Read this before you judge…
When Germany took measures against naked short-selling (you know, the kind which enables short-sellers to sell what they don’t own and haven’t even borrowed yet, rife with possibilities of abuse) we were watching the talking heads on Bloomberg putting an incredible negative spin on it. So much so that we could hardly believe it.
We mean, naked shorting is illegal in most places, although typically with the kind of regulation (and enforcement) that still leaves possibilities for abuse. Germany was merely catching up, and with the naked shorting in the more illiquid CDS markets whacking the bond markets of the more vulnerable euro country members like Greece and Portugal (a case of the tail wagging the dog), one can have sympathy for the Germans wanting to put an end to this, as they pick-up most of the tab.

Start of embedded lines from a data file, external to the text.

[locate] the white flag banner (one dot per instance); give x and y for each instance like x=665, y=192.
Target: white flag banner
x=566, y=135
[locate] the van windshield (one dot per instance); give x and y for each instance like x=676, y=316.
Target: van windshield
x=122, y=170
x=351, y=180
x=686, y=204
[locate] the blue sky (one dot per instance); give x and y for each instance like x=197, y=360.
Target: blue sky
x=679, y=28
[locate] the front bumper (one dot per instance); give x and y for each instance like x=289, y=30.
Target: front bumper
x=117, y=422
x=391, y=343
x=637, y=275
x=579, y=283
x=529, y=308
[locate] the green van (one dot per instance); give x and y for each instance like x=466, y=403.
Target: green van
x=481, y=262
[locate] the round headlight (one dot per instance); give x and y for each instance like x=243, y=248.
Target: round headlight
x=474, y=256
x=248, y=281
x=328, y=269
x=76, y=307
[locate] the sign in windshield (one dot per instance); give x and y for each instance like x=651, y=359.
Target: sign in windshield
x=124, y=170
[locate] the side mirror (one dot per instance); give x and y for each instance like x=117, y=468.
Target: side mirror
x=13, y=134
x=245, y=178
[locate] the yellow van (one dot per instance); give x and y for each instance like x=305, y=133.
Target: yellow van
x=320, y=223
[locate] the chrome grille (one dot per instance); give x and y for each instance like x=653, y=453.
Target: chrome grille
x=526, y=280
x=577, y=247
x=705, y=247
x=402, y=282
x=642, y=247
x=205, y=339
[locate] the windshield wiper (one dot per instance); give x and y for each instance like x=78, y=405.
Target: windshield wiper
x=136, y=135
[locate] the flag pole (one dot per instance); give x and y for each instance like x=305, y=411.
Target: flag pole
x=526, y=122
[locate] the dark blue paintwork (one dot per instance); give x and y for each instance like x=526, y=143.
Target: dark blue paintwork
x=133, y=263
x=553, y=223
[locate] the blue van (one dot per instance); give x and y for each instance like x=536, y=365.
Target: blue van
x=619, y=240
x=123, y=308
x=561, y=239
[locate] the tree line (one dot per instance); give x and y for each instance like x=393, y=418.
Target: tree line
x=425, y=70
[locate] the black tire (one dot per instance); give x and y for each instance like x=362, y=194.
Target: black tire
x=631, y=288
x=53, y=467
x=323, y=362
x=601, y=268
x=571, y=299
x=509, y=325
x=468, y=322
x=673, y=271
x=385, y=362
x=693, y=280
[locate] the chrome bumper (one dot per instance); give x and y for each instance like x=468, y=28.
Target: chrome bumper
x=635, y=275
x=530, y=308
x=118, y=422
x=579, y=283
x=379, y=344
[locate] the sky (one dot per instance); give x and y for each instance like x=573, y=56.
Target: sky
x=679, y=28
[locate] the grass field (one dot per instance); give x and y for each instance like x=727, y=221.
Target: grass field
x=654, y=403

Apparently, according to Phillip Davis, CNBC was far worse even. And really, he makes quite a convincing case (and certainly isn’t a nobody).
We think that there is a convincing case for reigning in the beast which has been created, under-regulated financial markets. We don’t think there is a net benefit to society from that, and the damage it can do is there for all to see (although there are those that don’t want to see because their ideology prevents it or they talk their own shop).
We once again refer you to that extraordinarily clear article from Simon Johnson, former chief economiest of the IMF for a wider perspective on these issues.